In sociological research, notably in education, career, organisation and gender studies, observable discontinuations of educational and occupational aspirations have for some time been interpreted as cooling out. Generally speaking, cooling out indicates a more or less intended process within institutions or organizations that causes a subtle process of disengagement on the level of the subject.
Unlike the original concept of cooling out (Goffman 1952), current use of the term does not only describe deliberate processes of external selection, but also gradual processes of self-selection caused by the subject after experiencing itself as not fitting in the given occupational conditions. Thus cooling out can be seen as a selection phenomenon at the interface of self-selection and external selection. But until now we don’t know what happens within these processes. What exactly ‘cools out’? Are certain persons more susceptible for cooling out than others? What conditions are typical under which cooling out occurs? To shed some light on this topic this project reconstructs biographies of cooled out persons.
Thereby cooling out will be conceptualised as a crisis-like process, during which the subject comes to terms with a mismatsch between professional circumstances and individual expectations, a process that ends with a transformation of the occupational motivational structure.

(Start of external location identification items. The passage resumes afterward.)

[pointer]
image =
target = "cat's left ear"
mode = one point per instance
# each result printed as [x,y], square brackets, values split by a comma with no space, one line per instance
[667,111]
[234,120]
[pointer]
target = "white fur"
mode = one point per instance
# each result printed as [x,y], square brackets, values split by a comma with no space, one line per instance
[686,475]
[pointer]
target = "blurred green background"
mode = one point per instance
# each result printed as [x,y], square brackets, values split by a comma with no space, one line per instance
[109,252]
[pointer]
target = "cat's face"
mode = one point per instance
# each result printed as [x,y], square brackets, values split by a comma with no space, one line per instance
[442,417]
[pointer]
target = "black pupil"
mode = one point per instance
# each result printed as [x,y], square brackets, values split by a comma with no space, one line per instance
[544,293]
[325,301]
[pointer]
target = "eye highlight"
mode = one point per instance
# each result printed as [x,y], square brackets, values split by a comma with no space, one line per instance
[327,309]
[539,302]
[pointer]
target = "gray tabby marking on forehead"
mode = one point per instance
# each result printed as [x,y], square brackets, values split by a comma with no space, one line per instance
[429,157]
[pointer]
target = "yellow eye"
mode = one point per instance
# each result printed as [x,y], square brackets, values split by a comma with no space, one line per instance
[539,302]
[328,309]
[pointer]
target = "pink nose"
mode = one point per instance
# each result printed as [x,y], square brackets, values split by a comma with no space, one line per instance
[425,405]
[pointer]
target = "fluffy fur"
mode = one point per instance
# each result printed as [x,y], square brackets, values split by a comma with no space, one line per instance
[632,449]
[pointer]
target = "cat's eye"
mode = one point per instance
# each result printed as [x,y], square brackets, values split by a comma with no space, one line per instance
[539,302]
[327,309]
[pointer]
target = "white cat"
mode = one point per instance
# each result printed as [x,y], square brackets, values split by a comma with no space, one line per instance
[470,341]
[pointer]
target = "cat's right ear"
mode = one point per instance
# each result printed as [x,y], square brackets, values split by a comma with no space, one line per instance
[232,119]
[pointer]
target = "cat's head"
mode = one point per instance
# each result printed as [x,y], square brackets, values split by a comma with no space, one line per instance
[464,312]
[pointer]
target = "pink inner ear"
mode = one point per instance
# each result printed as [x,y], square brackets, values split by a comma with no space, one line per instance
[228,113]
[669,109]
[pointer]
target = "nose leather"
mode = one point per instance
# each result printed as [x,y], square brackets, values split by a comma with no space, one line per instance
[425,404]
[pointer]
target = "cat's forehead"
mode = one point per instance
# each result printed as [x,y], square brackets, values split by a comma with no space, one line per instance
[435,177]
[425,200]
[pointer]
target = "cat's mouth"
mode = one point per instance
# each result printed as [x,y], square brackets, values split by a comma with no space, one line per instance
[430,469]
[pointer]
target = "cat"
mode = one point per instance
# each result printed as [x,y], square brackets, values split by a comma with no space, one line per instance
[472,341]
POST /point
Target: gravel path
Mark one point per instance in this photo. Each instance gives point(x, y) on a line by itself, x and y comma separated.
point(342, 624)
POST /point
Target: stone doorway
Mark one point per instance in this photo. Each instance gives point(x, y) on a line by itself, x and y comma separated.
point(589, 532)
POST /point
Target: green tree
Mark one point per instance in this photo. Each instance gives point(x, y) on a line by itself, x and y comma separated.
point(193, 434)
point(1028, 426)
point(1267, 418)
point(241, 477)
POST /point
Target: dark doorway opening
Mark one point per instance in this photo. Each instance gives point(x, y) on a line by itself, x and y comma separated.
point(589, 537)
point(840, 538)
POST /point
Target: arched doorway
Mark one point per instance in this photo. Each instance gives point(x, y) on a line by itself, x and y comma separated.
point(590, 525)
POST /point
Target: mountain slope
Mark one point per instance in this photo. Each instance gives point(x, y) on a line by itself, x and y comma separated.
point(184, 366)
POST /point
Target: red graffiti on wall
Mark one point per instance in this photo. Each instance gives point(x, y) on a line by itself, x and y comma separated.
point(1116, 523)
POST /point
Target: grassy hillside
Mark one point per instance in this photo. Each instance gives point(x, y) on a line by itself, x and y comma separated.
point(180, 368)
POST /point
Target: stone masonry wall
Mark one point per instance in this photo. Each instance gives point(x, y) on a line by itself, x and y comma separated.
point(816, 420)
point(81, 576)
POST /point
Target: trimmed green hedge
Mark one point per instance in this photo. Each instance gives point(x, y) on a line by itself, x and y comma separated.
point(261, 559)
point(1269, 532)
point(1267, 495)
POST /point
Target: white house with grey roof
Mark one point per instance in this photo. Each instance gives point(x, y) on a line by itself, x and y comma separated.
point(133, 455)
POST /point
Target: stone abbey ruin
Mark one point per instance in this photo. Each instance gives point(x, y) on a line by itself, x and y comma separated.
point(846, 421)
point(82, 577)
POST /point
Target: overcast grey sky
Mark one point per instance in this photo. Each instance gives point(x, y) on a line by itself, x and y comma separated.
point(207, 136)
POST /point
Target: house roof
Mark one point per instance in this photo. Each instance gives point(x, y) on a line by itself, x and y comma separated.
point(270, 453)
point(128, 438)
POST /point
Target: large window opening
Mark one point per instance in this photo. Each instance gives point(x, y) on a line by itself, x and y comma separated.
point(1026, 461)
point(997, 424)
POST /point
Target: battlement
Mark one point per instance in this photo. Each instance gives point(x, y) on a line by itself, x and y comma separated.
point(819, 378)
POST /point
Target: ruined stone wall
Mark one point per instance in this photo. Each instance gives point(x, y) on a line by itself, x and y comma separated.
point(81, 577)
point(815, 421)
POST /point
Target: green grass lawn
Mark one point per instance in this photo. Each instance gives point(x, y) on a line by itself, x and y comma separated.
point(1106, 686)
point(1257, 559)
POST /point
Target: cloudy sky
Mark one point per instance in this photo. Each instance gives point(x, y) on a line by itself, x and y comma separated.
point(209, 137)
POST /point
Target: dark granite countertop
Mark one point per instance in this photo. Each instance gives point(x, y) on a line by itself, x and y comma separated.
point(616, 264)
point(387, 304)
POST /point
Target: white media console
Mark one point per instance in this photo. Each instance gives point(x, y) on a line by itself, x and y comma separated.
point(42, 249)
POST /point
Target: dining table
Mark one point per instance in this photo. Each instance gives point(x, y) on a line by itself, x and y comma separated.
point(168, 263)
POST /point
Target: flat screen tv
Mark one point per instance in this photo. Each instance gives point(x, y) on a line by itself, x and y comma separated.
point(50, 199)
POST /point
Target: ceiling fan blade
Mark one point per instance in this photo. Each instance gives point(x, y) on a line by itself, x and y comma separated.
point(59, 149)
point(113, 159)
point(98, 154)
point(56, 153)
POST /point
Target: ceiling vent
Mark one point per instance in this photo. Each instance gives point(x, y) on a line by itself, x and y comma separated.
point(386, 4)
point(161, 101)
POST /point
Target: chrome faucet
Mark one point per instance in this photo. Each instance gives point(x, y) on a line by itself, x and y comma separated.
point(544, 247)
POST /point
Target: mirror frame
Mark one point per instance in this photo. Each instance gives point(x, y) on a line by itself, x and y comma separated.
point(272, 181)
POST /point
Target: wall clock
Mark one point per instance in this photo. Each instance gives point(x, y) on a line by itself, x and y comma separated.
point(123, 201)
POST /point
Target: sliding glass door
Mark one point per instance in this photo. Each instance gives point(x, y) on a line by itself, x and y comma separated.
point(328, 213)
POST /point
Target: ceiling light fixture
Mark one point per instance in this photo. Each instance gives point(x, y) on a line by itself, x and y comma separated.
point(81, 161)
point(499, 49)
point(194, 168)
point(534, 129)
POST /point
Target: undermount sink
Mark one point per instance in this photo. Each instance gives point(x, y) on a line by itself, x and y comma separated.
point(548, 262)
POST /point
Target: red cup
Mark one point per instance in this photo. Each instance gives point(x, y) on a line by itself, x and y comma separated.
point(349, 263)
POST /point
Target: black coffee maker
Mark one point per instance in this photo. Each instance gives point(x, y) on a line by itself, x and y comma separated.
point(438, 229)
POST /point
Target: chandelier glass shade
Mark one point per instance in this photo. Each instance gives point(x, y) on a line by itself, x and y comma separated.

The project’s aim is to generate a differentiated and empirically saturated image of typical constellations of cooling out. Furthermore, the often stated gendering of cooling out-processes will be subject to revision.
The results of the study shall contribute to a conceptual clarification of the selection phenomenon referred to as cooling out and will promote a better understanding of the mechanism of its causes. In cooperation with the National Educational Panel Study (NEPS, E8) the typology generated by the project is expected to be utilisable for quantitative research.